Agentic Tool Calling
| Benchmark | GPT-5.2 | GPT-5.4 |
|---|---|---|
| Toolathlon | 45.7% | 54.6% |
| MCP Atlas | 60.6% | 67.2% |
| BrowseComp | 65.8% | 82.7% |
| BrowseComp (Pro) | 77.9% | 89.3% |
| τ2-bench Telecom (no reasoning) | 57.2% | 64.3% |
GPT-5.4 achieves higher accuracy in fewer turns on Toolathlon, a benchmark testing how well AI agents use real-world tools and APIs to complete multi-step tasks like reading emails, grading assignments, and recording results in spreadsheets. The BrowseComp improvement is especially striking: a 17-point jump over GPT-5.2, with GPT-5.4 Pro setting a new state of the art at 89.3%.
Steerability and Mid-Response Guidance
In ChatGPT, GPT-5.4 Thinking introduces a preamble feature that outlines the model's planned approach before executing on complex queries. Users can add instructions or adjust direction mid-response, steering the model toward the exact outcome they want without starting over or requiring multiple additional turns.

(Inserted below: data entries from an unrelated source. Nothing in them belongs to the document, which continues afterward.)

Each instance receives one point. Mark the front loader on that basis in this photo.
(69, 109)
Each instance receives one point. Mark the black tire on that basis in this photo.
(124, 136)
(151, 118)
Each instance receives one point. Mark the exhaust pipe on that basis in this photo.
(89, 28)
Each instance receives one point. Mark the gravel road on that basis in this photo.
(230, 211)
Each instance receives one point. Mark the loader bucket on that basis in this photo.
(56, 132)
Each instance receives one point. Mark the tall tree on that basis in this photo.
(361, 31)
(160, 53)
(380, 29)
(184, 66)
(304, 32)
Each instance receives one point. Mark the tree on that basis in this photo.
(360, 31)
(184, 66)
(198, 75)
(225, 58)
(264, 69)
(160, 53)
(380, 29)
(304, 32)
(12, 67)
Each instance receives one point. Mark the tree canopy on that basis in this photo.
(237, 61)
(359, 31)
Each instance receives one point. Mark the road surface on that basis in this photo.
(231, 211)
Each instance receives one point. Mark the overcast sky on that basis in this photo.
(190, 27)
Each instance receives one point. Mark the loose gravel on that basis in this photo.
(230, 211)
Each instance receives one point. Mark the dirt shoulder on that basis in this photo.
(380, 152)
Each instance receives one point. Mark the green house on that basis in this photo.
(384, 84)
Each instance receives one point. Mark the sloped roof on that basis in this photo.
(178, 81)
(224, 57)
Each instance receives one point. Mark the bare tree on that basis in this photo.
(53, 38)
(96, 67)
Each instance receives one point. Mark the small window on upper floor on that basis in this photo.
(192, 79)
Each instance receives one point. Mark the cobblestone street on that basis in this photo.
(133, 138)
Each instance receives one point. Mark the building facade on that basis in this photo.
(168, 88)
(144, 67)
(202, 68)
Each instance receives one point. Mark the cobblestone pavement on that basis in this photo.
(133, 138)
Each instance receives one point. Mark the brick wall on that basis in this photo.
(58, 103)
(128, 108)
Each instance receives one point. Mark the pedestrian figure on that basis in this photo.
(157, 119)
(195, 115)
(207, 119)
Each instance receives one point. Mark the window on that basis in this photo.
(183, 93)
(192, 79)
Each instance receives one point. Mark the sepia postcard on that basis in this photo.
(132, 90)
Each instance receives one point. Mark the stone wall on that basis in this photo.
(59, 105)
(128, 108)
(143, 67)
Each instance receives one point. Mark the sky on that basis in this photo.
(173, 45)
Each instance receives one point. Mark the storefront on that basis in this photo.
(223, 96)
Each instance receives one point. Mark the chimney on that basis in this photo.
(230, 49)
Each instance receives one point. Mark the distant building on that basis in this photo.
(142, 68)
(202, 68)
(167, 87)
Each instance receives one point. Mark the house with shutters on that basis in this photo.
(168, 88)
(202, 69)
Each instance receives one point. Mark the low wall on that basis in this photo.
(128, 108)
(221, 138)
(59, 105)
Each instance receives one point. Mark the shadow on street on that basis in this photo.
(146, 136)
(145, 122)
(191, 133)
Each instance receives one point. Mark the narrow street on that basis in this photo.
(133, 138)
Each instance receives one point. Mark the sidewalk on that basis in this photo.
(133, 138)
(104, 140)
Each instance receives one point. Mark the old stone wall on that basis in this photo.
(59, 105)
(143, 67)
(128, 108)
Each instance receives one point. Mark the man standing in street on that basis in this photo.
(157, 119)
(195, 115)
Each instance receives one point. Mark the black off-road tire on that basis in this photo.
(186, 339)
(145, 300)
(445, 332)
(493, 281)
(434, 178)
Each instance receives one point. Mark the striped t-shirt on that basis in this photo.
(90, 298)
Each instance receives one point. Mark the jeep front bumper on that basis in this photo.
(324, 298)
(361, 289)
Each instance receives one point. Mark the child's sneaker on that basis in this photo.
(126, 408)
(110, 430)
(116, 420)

- Upfront plan preamble. Model outlines its approach before executing, similar to how Codex works
- Mid-response course correction. Adjust instructions while the model is still working
- Longer thinking with better context. Model maintains stronger awareness of earlier steps across complex workflows
This feature is available now on chatgpt.com and the Android app, with iOS support coming soon. For professionals using ChatGPT for complex document creation, research synthesis, or multi-step analysis, the ability to steer mid-response means fewer wasted iterations and faster convergence on the desired output.
Pricing and Availability
GPT-5.4 is priced higher per token than GPT-5.2 to reflect its improved capabilities, while its greater token efficiency helps reduce the total number of tokens required for many tasks. Batch and Flex pricing are available at half the standard API rate, while Priority processing is available at twice the standard rate.

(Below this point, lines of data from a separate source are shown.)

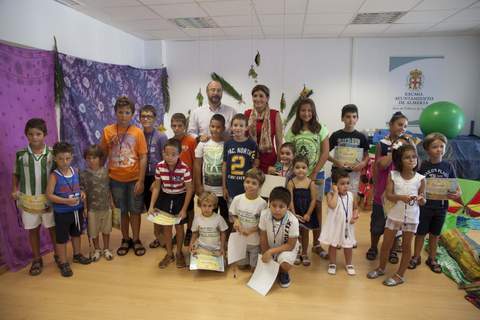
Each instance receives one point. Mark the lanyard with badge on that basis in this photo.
(275, 233)
(149, 145)
(72, 195)
(345, 209)
(120, 142)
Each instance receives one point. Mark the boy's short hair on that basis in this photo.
(36, 123)
(239, 116)
(124, 101)
(209, 196)
(397, 115)
(256, 174)
(280, 194)
(149, 108)
(62, 147)
(218, 117)
(180, 117)
(338, 174)
(349, 108)
(172, 142)
(300, 158)
(94, 150)
(288, 145)
(432, 137)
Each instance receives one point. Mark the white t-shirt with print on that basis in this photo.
(248, 212)
(278, 231)
(211, 153)
(209, 229)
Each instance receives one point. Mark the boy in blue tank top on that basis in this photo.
(63, 190)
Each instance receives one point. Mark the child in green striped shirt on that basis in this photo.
(32, 168)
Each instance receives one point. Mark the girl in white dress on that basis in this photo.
(338, 229)
(404, 193)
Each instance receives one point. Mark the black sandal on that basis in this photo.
(154, 244)
(434, 266)
(393, 258)
(372, 253)
(124, 247)
(138, 248)
(414, 262)
(36, 268)
(65, 269)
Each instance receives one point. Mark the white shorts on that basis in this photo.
(399, 225)
(288, 256)
(33, 220)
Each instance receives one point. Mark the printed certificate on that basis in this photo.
(439, 188)
(348, 155)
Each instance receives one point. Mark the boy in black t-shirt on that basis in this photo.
(349, 137)
(432, 214)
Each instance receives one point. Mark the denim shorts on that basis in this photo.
(124, 197)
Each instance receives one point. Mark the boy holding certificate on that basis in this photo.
(351, 147)
(279, 233)
(432, 214)
(30, 174)
(171, 193)
(245, 210)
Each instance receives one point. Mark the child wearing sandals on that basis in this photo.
(155, 141)
(279, 233)
(245, 210)
(32, 168)
(99, 205)
(63, 190)
(382, 167)
(404, 193)
(208, 228)
(171, 193)
(304, 195)
(432, 214)
(311, 141)
(126, 150)
(342, 214)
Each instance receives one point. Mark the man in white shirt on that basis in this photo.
(200, 117)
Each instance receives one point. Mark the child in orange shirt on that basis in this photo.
(126, 148)
(178, 123)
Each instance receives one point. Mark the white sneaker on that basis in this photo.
(97, 255)
(332, 269)
(350, 270)
(107, 254)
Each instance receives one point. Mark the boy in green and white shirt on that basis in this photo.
(32, 168)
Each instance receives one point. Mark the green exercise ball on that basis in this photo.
(444, 117)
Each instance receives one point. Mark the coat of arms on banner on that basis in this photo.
(415, 80)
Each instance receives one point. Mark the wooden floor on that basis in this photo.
(133, 287)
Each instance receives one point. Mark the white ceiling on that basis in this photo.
(244, 19)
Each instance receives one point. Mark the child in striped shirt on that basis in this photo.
(171, 193)
(30, 174)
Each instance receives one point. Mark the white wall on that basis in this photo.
(322, 65)
(33, 23)
(370, 87)
(328, 66)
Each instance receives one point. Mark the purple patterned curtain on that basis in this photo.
(90, 91)
(26, 91)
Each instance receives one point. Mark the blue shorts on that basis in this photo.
(125, 198)
(68, 224)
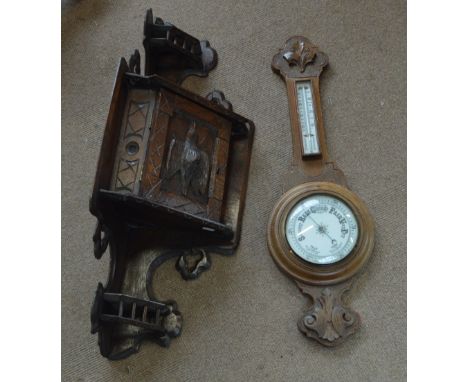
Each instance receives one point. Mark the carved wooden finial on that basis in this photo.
(299, 58)
(328, 320)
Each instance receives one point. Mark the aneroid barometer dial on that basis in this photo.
(320, 233)
(321, 229)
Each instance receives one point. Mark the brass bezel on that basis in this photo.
(319, 274)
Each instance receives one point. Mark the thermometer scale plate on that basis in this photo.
(307, 118)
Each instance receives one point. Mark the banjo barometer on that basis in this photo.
(320, 233)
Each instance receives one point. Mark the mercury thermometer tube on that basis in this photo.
(307, 119)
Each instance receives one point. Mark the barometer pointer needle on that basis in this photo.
(332, 240)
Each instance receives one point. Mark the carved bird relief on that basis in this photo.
(190, 162)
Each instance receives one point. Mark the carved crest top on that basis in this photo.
(299, 58)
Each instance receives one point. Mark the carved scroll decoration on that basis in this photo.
(328, 321)
(299, 58)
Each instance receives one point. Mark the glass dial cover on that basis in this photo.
(321, 229)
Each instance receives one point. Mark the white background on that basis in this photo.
(437, 190)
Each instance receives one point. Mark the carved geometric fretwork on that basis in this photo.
(126, 175)
(328, 321)
(136, 122)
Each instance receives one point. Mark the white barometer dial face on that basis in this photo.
(321, 229)
(307, 119)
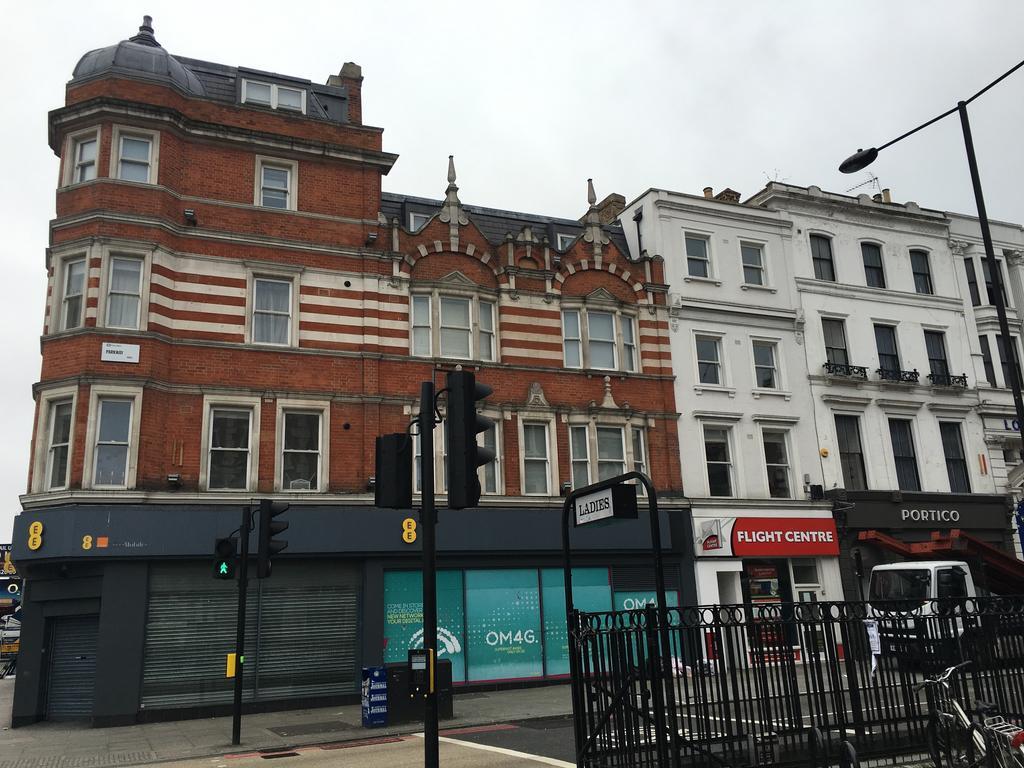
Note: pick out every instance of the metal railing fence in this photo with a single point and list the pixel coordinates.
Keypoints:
(782, 684)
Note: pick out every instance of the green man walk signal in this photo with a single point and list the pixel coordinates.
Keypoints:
(223, 558)
(462, 425)
(268, 528)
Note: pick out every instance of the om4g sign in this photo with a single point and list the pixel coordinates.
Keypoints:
(616, 502)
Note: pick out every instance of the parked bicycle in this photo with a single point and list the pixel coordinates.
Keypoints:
(957, 740)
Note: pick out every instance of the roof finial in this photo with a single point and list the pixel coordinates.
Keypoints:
(144, 36)
(452, 193)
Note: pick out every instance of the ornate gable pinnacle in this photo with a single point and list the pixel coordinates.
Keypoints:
(592, 221)
(452, 213)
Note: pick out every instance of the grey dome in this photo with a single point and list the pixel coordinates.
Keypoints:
(140, 55)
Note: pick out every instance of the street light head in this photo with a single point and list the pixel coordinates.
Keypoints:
(860, 159)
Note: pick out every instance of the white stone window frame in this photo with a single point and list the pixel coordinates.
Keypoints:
(292, 166)
(475, 296)
(107, 255)
(230, 402)
(112, 392)
(882, 258)
(121, 131)
(592, 424)
(784, 427)
(781, 387)
(48, 398)
(768, 285)
(279, 273)
(552, 444)
(321, 408)
(728, 425)
(60, 267)
(832, 238)
(907, 414)
(274, 95)
(72, 143)
(858, 412)
(725, 376)
(708, 238)
(583, 307)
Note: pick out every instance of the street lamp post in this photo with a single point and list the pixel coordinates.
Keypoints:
(863, 158)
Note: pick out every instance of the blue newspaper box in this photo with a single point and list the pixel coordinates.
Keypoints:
(374, 696)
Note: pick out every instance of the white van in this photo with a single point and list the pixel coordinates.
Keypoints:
(912, 586)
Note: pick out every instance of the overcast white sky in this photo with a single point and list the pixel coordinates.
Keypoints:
(535, 97)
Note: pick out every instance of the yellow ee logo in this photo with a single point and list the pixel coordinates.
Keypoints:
(409, 530)
(35, 536)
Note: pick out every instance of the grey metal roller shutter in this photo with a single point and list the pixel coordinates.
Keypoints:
(72, 680)
(189, 630)
(306, 641)
(301, 634)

| API Model | Input | Cached Input | Output |
|---|---|---|---|
| gpt-5.2 | $1.75/M | $0.175/M | $14/M |
| gpt-5.4 | $2.50/M | $0.25/M | $15/M |
| gpt-5.2-pro | $21/M | - | $168/M |
| gpt-5.4-pro | $30/M | - | $180/M |
- ChatGPT: Plus, Team, and Pro users (GPT-5.4 Thinking replaces GPT-5.2 Thinking)
- GPT-5.4 Pro: Available to Pro and Enterprise plans in ChatGPT and API
- Enterprise/Edu: Enable early access via admin settings
- GPT-5.2 retirement: Available in Legacy Models for 3 months, retires June 5, 2026
- Codex: 1M context experimental (2x rate beyond 272K standard window)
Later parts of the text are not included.